Sous-dévéloppement et moins d'Etat : les privatisations en Afrique

 

En Afrique Subsaharienne les mouvements de désétatisation n'ont pas encore été ressentis comme un moyen pour atteindre un objectif. Ils ont été plus considérés comme une solution perturbatrice de l'équilibre socio-politique de la région (déjà précaire), imposée de l'extérieur (entre autres par le F.M.I. et la Banque mondiale) pour sortir du sous-développement. Ce constat est conforté notamment par la réticence des décideurs politiques locaux à se débarrasser d'entreprises qui sont encore capables de faire des bénéfices. Sans se poser la question par rapport à la pertinence d'une telle prise de positions; au regard de besoins financiers et technologiques de la région et des évolutions récentes du paysage économique et politique. Il importe de se poser des questions simples pour éclairer les décisions futures relatives aux privatisations dans la région : pourquoi privatiser ? Quel a été l'impact des privatisations sur l'économie de la région après plus de dix ans d'un intense mouvement de "désétatisation" ? Ce mouvement de privatisations ne nécessite-t-il pas des améliorations et des compléments en terme de profondes réformes notamment de l'Etat ?

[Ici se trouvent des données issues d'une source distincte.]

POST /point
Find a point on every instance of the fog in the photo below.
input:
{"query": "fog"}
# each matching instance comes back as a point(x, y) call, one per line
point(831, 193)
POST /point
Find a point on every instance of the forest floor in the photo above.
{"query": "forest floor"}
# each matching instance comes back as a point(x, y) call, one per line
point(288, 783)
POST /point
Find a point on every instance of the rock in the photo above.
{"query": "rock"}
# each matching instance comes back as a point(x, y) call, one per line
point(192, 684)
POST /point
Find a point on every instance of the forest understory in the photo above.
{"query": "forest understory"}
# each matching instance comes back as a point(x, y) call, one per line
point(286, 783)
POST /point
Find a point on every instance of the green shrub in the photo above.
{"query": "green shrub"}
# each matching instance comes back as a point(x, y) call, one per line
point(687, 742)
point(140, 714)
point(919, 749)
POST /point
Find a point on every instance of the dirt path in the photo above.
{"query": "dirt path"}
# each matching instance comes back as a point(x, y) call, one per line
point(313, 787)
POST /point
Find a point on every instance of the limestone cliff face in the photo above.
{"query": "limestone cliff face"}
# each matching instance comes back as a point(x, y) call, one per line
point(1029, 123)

I. Les deux principales justifications de la privatisation...

Les avantages qui justifient habituellement la nécessité d'une privatisation sont principalement de deux ordres : macro-économique et micro-économique. Sur le plan macro-économique, la privatisation contribue à rétablir les grands équilibres, particulièrement au niveau du budget de l'Etat. Au niveau micro-économique, la privatisation est supposée apporter sur le plan technique une grande efficacité par rapport à la gestion publique. L'entreprise privée du type managérial met en place plusieurs garde-fous et de mécanismes de contrôle et de meilleure circulation d'information à moindre coût. L'entreprise publique quant à elle, crée un environnement défavorable à l'efficacité économique sur au moins quatre aspects : par sa situation de monopole qui lui fait acquérir des comportements de retraités en vacances, face à la concurrence; par son faible degré de contraintes par rapport à la faillite et à l'insuffisance de trésorerie; par son anémie envers la notion de risque et l'absence de répartition claire de responsabilité en son sein, ainsi que par ses coûts de production exorbitants. Dans le cas de l'Afrique Subsaharienne, il semble que quelques réserves, marginales selon certains, peuvent être émises, à l'encontre de ces deux types de justifications.

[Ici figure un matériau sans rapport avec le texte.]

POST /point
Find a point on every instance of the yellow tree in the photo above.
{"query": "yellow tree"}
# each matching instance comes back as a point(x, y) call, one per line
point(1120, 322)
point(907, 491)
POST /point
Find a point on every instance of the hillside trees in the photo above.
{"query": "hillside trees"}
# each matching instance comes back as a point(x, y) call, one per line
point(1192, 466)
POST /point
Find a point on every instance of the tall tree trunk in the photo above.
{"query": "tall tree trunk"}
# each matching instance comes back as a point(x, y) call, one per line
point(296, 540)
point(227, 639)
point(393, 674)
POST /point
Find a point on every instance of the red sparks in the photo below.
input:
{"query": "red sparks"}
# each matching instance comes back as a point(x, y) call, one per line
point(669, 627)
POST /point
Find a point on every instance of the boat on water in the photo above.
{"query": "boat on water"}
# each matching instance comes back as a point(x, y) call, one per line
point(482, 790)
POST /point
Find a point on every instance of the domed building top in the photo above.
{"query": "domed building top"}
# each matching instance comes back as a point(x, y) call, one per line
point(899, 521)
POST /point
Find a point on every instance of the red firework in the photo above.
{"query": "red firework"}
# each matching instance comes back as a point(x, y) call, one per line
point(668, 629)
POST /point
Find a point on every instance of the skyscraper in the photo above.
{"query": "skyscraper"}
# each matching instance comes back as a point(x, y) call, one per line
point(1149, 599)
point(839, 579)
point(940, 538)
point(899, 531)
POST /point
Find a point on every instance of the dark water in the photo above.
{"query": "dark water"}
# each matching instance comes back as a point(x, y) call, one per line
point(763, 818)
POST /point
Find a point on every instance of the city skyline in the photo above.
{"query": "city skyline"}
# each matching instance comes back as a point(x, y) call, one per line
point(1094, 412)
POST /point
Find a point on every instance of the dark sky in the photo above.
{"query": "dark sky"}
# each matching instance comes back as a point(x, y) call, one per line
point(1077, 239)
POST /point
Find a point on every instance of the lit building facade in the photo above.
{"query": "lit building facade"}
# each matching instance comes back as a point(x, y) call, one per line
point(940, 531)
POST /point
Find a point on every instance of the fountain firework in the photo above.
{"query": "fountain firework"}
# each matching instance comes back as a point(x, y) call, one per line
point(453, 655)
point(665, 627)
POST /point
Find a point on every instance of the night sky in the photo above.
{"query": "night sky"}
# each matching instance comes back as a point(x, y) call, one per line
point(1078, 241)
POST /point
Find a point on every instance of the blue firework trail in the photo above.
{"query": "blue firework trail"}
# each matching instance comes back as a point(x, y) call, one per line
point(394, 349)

...qui demeurent controversées en ce qui concerne l'Afrique Subsaharienne

D'une part au niveau macro-économique, quelques questions n'ont pas encore trouvé de réponses, puisqu'elles semblent ne pas être à l'ordre du jour dans ces Etats. Qu'advient-il des secteurs vitaux pour la population, dédaignés par les investisseurs privés ? La causalité entre l'entreprise publique et les déséquilibres macro-économiques est elle systématique ? Il semblerait que non, la spécificité du système et les structures politico-économiques en Afrique Subsaharienne ont été trop vite négligées, notamment l'économie de rente et le comportement des dirigeants d'entreprises publiques, etc..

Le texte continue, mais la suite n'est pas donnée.